Pressure-induced reversible dissociation of enolase.

A study of the polarization of the intrinsic fluorescence and the fluorescence of dansyl conjugates of enolase shows that an increase in hydrostatic pressure, in the range of 1 bar-3 kbar, promotes the dissociation of this protein into dimers. The dissociation of oligomeric proteins under pressure is predicted to be a general phenomenon by a model that assumes the existence of small "free volumes" at the intersubunit boundaries. The same model predicts a dependence of the standard volume change in the dissociation reaction upon the pressure, owing to the additional surface compressibility of the monomers, and numerical analysis of the results clearly shows that dependence for enolase.
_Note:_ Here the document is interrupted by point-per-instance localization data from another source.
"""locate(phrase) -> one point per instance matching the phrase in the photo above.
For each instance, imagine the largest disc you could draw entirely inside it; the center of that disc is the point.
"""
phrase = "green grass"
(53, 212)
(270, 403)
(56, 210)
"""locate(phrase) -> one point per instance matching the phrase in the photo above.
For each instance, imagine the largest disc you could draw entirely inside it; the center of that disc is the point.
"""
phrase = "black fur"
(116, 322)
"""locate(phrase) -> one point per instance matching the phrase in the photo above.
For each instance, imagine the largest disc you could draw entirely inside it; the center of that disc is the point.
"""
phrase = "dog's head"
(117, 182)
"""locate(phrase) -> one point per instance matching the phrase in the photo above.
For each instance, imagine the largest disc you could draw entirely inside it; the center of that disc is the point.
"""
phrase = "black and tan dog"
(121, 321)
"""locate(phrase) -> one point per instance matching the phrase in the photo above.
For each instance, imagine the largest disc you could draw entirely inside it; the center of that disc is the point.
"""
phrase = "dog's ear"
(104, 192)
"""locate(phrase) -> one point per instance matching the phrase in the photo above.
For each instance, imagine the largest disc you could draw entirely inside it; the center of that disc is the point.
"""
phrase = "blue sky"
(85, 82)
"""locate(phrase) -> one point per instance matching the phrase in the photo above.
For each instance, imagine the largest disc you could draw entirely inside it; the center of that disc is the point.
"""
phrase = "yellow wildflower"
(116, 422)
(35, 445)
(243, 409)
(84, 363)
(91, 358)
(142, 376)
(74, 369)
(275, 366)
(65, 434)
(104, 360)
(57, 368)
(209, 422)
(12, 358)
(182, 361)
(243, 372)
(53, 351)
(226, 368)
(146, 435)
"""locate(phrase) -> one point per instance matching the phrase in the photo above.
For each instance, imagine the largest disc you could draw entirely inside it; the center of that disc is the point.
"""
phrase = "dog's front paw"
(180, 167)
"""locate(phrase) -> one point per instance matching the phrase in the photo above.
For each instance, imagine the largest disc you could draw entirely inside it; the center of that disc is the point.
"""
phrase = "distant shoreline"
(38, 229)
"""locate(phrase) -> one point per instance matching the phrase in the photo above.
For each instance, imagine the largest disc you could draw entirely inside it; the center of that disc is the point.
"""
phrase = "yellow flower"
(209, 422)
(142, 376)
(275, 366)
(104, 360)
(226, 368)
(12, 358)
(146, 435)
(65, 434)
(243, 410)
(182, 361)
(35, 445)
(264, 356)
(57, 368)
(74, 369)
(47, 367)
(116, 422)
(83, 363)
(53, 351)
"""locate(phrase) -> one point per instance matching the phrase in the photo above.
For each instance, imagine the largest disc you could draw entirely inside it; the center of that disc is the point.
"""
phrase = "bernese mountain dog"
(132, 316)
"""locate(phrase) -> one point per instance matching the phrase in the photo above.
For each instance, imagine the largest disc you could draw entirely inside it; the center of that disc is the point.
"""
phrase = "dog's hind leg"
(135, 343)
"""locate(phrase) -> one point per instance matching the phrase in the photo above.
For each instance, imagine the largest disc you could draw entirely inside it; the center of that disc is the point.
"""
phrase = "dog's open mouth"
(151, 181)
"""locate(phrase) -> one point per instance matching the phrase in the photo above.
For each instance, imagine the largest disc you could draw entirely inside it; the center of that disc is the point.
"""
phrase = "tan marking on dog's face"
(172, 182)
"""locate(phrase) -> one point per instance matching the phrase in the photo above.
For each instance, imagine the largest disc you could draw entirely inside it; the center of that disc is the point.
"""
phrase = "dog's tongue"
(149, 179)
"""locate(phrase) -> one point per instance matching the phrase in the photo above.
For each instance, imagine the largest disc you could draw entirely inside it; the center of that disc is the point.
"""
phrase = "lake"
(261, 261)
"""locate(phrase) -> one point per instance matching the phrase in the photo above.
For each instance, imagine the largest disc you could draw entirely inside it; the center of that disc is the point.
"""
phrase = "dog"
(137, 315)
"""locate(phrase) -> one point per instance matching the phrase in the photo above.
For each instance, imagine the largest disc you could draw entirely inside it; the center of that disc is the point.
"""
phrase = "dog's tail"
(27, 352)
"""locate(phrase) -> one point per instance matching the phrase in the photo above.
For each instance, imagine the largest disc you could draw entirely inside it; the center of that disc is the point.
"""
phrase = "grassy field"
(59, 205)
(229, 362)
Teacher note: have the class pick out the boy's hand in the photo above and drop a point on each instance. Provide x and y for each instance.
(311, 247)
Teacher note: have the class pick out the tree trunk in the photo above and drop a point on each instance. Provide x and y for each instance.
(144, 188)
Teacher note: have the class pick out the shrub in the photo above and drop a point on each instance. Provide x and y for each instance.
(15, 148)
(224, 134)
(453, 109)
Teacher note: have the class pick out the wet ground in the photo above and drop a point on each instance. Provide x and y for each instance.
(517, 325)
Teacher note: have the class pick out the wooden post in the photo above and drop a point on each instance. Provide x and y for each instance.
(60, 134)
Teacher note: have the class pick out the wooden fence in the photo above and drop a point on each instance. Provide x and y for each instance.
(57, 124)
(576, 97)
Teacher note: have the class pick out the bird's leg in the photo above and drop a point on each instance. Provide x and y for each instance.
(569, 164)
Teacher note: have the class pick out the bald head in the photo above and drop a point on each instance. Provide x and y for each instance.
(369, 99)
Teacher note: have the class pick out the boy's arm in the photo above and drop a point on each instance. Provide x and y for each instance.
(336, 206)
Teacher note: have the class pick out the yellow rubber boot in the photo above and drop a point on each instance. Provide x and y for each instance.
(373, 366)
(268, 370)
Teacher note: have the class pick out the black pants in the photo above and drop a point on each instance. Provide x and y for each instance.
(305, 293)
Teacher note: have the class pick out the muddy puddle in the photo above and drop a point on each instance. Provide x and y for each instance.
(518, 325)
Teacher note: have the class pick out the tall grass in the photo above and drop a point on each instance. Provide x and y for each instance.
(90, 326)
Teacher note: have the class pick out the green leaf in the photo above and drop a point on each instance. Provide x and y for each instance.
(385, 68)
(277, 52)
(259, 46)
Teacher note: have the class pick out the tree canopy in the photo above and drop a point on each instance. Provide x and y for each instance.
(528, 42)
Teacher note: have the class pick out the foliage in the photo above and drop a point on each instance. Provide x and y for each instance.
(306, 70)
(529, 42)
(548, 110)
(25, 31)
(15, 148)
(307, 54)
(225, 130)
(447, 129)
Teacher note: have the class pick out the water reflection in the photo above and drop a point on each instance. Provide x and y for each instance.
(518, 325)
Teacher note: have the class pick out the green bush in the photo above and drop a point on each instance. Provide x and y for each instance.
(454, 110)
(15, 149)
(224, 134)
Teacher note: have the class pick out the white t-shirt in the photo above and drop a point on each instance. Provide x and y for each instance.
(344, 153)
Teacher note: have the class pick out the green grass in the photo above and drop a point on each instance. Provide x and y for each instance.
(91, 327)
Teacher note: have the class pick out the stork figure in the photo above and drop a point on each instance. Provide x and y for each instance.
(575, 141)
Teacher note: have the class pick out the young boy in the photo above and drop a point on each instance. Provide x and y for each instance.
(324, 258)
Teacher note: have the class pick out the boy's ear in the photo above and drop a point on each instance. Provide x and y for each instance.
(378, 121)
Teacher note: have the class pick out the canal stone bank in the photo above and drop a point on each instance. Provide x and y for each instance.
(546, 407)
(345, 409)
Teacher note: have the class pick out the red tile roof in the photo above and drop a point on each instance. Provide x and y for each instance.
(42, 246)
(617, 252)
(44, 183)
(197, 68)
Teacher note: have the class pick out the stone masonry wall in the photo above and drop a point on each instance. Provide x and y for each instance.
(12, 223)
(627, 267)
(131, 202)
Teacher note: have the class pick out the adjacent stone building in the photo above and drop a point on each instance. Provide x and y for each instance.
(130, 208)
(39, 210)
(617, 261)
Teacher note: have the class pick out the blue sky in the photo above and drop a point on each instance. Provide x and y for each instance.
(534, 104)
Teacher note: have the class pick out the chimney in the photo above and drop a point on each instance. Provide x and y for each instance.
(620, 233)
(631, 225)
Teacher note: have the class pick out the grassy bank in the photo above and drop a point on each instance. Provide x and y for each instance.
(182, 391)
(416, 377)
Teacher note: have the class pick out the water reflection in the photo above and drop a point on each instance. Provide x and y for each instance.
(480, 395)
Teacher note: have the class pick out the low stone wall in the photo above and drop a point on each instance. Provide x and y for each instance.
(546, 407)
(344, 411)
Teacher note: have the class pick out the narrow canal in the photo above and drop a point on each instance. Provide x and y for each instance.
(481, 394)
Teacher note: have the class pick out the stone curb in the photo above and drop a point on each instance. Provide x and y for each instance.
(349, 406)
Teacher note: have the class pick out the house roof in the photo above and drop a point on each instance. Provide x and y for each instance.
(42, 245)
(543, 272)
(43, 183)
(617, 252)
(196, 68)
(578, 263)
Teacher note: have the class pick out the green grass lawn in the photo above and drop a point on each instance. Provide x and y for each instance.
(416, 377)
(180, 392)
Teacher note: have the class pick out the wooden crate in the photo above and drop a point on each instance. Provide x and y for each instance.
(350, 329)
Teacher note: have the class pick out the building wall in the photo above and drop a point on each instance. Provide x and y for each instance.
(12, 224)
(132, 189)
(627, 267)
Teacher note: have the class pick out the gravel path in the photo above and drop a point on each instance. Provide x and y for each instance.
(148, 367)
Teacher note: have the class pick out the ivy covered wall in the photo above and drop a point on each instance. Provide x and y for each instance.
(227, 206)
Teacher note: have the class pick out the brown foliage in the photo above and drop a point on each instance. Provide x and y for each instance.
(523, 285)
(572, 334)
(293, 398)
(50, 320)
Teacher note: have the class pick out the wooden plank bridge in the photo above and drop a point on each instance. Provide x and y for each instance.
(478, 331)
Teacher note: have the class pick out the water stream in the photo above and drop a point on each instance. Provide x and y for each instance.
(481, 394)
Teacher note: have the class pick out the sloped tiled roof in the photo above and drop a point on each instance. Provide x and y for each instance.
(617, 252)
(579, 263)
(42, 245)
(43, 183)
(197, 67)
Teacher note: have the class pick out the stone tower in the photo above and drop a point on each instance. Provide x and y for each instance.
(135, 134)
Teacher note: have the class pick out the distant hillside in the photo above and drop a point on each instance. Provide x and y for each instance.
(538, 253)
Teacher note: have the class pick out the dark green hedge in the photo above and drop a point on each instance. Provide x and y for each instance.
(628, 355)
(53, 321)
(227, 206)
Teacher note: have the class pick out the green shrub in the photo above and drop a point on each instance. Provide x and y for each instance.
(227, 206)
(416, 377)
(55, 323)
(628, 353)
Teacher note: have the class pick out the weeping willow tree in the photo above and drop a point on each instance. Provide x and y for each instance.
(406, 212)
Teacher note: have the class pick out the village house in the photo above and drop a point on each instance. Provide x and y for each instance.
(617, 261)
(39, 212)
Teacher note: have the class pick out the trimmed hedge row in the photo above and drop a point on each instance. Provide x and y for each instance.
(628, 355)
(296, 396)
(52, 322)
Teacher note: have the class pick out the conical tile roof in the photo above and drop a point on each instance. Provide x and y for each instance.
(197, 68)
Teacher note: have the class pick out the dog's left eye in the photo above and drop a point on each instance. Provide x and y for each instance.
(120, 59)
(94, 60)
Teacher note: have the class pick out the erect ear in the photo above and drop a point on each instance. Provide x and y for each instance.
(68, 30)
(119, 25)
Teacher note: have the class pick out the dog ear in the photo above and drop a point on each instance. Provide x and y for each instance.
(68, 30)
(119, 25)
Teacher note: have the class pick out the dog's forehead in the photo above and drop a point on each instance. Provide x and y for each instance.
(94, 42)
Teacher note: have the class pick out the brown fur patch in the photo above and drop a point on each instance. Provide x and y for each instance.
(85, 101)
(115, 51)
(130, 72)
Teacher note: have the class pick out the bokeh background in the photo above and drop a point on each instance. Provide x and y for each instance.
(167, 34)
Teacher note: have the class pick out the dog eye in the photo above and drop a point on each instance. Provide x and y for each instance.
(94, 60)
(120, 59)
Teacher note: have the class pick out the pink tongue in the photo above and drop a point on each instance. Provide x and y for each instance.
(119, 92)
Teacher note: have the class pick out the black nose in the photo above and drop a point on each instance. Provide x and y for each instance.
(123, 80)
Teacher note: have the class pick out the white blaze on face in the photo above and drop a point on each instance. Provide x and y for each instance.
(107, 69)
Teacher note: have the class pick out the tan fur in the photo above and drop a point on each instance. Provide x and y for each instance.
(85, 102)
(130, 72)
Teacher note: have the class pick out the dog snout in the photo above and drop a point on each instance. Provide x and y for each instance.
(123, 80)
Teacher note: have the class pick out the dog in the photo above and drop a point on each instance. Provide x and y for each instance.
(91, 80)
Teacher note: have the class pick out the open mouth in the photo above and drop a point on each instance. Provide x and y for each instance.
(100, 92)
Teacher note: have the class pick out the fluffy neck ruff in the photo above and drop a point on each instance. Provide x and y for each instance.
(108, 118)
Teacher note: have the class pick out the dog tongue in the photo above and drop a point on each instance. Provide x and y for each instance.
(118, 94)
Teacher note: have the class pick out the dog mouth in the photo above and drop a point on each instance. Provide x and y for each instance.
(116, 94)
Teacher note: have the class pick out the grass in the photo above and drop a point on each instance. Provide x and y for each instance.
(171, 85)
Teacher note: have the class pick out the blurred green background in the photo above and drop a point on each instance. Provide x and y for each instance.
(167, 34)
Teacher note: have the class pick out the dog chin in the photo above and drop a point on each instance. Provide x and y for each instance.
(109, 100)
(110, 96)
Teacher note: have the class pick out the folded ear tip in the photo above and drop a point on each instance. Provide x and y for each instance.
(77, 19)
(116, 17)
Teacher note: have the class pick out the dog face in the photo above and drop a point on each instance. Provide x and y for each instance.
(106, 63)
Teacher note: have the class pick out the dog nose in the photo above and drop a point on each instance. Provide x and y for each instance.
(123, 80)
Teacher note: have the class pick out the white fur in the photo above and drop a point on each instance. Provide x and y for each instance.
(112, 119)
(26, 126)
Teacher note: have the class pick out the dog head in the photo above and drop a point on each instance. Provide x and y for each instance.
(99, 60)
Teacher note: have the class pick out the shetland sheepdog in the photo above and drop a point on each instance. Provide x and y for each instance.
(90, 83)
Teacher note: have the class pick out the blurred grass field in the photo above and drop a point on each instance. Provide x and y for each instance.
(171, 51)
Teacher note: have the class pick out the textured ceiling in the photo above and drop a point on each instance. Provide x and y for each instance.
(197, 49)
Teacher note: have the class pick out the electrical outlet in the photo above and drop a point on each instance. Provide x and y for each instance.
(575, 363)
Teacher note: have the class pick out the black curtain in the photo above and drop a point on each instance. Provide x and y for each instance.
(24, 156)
For a midpoint dissociation pressure of 1.5 kbar the standard volume change in the dissociation reaction is delta V p0 = -65 +/- 8 mL mol-1 and the dependence of the volume change upon pressure (dVp0/dp) is approximately -30 mL mol-1 kbar-1. The reversibility of the pressure effects is shown to be better than 95% by either polarization or fluorescence spectrum recovery. The pressure perturbation of the fluorescence polarization is a method of general applicability to studies of protein aggregation, and it can be also of value in characterizing the effect of ligands on the aggregation of oligomeric proteins.